Recently I had the opportunity to work with a bank that was looking at SOA in a very different way. Like other organizations looking to adopt SOA they saw the future, long-term benefits. The difference is that this bank also had a very real, tangible short-term goal for their SOA implementation — a goal that gave them no alternative but to succeed, and they were willing to bet their business on it!
Like many organizations, the bank has a few key enterprise systems that are core to their business. One of these systems (we’ll call it ALPHA) provides access to customer account information. Over the years more and more applications in the bank have become dependent on ALPHA. Unfortunately the integration strategy used with ALPHA has been point-to-point. So even if applications need the same data from ALPHA they each use different code to access it. So ALPHA-specific integration code is spread throughout applications from all the bank’s different businesses. While this architecture has supported the bank’s operations until now, there is a crisis on the horizon.
The bank has decided that ALPHA has outlived its usefulness. It has been upgraded, patched and modified as much as it can be and it is time to move on. On their IT roadmap, they have a project called Core Replacement scheduled for 2016 at which point they will replace ALPHA with a new modern system. Unfortunately, with the point-to-point integration and ALPHA specific code all over the organization this could be a nightmare.

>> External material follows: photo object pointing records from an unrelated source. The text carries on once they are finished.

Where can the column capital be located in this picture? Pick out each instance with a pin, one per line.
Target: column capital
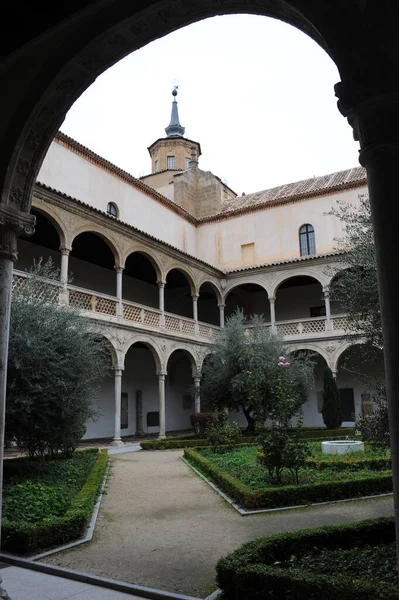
(373, 116)
(65, 250)
(13, 223)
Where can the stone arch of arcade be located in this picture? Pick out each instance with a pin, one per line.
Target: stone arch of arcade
(251, 298)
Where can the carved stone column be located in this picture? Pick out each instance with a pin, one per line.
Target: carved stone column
(139, 413)
(65, 250)
(328, 309)
(12, 224)
(272, 302)
(375, 124)
(117, 440)
(162, 412)
(221, 314)
(119, 306)
(161, 291)
(197, 384)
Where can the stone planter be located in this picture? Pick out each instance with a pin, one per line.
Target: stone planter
(341, 446)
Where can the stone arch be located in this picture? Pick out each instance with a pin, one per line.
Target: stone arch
(92, 228)
(214, 287)
(152, 346)
(187, 273)
(319, 276)
(231, 285)
(148, 253)
(188, 349)
(47, 211)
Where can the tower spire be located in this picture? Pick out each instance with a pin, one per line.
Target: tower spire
(174, 129)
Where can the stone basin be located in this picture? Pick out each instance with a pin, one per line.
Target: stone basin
(341, 446)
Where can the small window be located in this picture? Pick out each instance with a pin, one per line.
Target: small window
(112, 210)
(124, 411)
(307, 241)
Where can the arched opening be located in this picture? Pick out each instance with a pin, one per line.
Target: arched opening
(300, 297)
(139, 282)
(249, 297)
(178, 292)
(311, 409)
(91, 264)
(208, 309)
(43, 244)
(140, 399)
(357, 375)
(103, 425)
(179, 393)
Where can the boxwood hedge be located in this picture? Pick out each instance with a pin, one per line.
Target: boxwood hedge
(289, 495)
(253, 573)
(23, 538)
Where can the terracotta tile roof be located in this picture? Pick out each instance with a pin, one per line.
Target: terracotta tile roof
(292, 192)
(71, 144)
(288, 261)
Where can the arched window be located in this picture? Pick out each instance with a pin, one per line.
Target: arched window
(112, 210)
(307, 241)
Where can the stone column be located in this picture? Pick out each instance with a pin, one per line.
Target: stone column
(272, 301)
(12, 224)
(161, 292)
(162, 413)
(328, 309)
(376, 126)
(65, 250)
(117, 441)
(221, 314)
(197, 383)
(119, 306)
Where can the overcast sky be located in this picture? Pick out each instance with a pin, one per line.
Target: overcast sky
(256, 93)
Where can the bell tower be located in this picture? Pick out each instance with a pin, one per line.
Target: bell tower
(174, 152)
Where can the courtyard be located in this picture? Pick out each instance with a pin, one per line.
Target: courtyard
(161, 526)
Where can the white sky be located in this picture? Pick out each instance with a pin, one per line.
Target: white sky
(256, 93)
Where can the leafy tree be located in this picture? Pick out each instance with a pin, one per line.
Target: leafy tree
(242, 373)
(55, 360)
(331, 410)
(356, 286)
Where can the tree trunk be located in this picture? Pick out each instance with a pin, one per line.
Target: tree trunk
(250, 420)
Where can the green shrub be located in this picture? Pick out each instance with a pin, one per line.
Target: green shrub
(253, 573)
(289, 495)
(24, 537)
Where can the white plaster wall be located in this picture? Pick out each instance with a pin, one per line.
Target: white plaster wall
(273, 231)
(72, 174)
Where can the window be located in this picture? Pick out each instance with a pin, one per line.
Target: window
(124, 411)
(112, 210)
(307, 241)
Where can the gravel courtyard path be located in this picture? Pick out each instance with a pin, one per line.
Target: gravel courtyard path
(161, 526)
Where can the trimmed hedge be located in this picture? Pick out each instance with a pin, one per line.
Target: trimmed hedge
(289, 495)
(24, 538)
(251, 573)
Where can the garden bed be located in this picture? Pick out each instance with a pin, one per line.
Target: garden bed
(356, 561)
(49, 502)
(240, 475)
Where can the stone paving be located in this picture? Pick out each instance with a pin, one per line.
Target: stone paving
(161, 526)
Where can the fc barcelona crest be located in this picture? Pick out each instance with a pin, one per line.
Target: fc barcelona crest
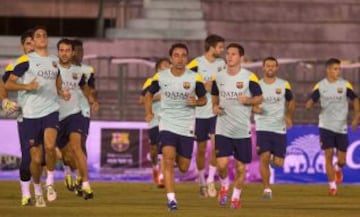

In order to reduce the risk associated with replacing ALPHA the bank has decided to implement SOA. In the near term the plan is to expose the functionality of ALPHA through SOAP Web services. Clients will use an Enterprise Service Bus (ESB) to connect to and request services from ALPHA. ALPHA specific integration code will be moved into an Application Service layer on top of ALPHA. When the replacement occurs the new application (let’s call it BETA) will use the same service contracts as ALPHA. Clients will access BETA through the ESB in exactly the same way. Ideally this change will have no impact on existing consumers of ALPHA. Of course the reality will be different, the SOA implementation will not be perfect. There will be issues. But in the case of an impending replacement of a core system that is critical to its business, the bank has chosen SOA as the most rational risk mitigation strategy. So much of their business depends on ALPHA today and will depend on BETA in the future — they CANNOT fail. Looking at the impending deadline, the complexity of the task and the possible impact on existing systems and the business — they chose SOA.